Plants medium-sized to moderately large, 2–5 cm high, rather robust, dull, yellowish green or yellowish brown, not shiny, in loose to dense tufts. Stems erect, usually branched, rarely simple, often interruptedly foliate, moderately tomentose below. Leaves crowded or loosely imbricate, falcate-secund to crispate when dry, erect-spreading when moist, usually undulate, ovate-lanceolate, 3–5 mm × 0.8–1.2 mm, contracted at base, gradually narrowed above the middle from an ovate base, to a short, broadly acuminate apex; margins plane, entire below, serrulate in the upper 1/3; costa rather stout, percurrent or nearly so, serrate or ridged at back above; upper cells small, rounded quadrate or irregularly quadrate, thick-walled, somewhat porose, often strongly papillose or projecting at back; basal cells elongate, linear-rhomboidal, ca. 80 µm × 14 µm, thick-walled, porose; alar cells weakly differentiated, quadrate or short-rectangular, usually bistratose, brownish, not extending to the costa. Dioicous. Male plants dwarfed.

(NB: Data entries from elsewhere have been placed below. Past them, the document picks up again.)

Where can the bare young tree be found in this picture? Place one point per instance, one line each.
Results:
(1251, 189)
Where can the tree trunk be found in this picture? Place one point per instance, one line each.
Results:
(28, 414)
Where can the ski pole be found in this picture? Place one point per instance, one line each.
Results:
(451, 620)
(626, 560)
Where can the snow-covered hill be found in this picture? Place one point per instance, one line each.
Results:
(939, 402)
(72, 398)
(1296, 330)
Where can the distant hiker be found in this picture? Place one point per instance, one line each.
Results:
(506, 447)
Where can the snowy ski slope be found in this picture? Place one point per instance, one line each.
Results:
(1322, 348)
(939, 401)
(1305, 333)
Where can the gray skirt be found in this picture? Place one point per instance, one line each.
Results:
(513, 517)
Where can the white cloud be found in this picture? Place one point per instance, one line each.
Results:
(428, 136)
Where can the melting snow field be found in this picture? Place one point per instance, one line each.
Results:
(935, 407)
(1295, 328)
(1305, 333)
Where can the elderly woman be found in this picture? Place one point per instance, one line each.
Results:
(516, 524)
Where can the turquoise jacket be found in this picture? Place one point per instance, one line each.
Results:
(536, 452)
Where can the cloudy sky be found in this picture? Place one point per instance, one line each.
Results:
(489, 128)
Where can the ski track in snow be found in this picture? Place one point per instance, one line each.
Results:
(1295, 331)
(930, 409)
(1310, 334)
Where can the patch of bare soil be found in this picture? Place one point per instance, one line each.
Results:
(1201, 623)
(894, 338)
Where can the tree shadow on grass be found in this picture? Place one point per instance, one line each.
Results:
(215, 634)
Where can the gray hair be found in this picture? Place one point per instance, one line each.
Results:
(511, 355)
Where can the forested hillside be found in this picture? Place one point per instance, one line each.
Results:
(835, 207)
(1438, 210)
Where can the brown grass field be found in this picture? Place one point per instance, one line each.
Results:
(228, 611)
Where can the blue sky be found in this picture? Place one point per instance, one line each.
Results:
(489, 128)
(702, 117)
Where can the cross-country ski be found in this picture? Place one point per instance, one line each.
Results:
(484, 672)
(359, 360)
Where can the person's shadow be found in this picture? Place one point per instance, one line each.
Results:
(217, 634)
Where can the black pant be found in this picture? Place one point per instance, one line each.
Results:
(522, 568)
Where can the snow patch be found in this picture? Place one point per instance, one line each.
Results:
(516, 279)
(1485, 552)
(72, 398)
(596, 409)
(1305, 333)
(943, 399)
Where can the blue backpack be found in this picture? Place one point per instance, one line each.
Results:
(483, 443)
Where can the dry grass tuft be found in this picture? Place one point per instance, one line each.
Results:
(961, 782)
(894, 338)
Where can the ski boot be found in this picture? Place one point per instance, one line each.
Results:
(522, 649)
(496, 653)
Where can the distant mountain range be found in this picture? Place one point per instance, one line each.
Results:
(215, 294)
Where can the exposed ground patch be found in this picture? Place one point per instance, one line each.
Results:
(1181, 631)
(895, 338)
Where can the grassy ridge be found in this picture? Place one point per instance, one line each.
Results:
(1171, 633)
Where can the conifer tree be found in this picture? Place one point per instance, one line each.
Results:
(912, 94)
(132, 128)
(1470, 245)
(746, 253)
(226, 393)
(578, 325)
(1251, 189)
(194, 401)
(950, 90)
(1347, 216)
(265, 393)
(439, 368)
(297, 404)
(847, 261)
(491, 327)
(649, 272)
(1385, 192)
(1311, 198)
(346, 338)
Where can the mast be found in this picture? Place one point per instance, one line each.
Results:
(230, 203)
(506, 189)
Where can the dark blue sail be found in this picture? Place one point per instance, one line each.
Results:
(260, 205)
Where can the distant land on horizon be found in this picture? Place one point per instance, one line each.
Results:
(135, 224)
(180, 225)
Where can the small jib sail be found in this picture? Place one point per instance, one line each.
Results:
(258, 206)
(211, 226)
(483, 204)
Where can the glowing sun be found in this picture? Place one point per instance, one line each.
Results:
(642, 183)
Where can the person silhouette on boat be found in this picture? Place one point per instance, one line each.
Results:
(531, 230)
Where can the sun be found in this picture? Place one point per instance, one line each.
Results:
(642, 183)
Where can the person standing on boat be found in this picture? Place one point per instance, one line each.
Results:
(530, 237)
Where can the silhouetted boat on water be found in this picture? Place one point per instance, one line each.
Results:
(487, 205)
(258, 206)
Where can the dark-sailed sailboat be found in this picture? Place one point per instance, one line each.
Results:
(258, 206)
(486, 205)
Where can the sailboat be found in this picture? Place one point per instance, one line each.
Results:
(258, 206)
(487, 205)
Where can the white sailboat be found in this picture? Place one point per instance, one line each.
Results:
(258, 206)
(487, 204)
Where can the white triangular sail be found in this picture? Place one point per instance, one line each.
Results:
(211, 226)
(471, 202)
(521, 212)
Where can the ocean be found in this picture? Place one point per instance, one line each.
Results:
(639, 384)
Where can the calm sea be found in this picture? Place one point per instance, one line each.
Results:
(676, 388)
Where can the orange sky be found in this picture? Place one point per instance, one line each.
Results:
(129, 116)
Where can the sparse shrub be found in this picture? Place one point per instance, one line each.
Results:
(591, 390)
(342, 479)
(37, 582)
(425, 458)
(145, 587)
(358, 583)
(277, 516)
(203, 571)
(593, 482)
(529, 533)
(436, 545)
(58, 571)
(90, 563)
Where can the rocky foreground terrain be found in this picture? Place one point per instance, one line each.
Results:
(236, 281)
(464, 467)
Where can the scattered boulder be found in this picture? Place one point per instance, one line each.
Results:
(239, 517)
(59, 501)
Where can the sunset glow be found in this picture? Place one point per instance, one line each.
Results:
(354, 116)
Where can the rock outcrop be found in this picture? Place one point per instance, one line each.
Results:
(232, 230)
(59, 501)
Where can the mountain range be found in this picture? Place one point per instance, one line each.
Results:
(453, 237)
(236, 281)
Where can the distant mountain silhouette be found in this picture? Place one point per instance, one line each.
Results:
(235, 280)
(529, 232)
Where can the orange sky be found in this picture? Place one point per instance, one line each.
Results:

Setae single, pale brownish, 12–24 mm long; capsules oblong-ovoid, 1.7–2.3 mm long, curved, asymmetric, inclined to horizontal, furrowed when dry and empty, strumose at base; stomata present; opercula conic-rostrate; annuli in 2 rows of large cells, revoluble; peristome teeth ca. 0.5 mm long, 2–3 divided to the middle, deep brownish, papillose above, transversally barred below. Spores 20–24 µm in diameter, brownish.
Type. Germany.
Chinese specimens examined: HEILONGJIANG: Da Xing An Ling (Greater Khingan Mt.), C. Gao 12758 (MO). JILIN: Wu-song Co., S.-E. Liu 8773 (IFSBH). NEI MONGOL: Da Xing An Ling (Greater Khingan Mt.), P.-C. Chen & C. Gao 7360 (IFSBH).
Habitat: on peat lands or grasslands; Distribution: China, Korea, Japan, Russia, Europe, and North America.
Illustrations: C. Gao (ed.) 1994 (Pl. 116, figs. 9–14).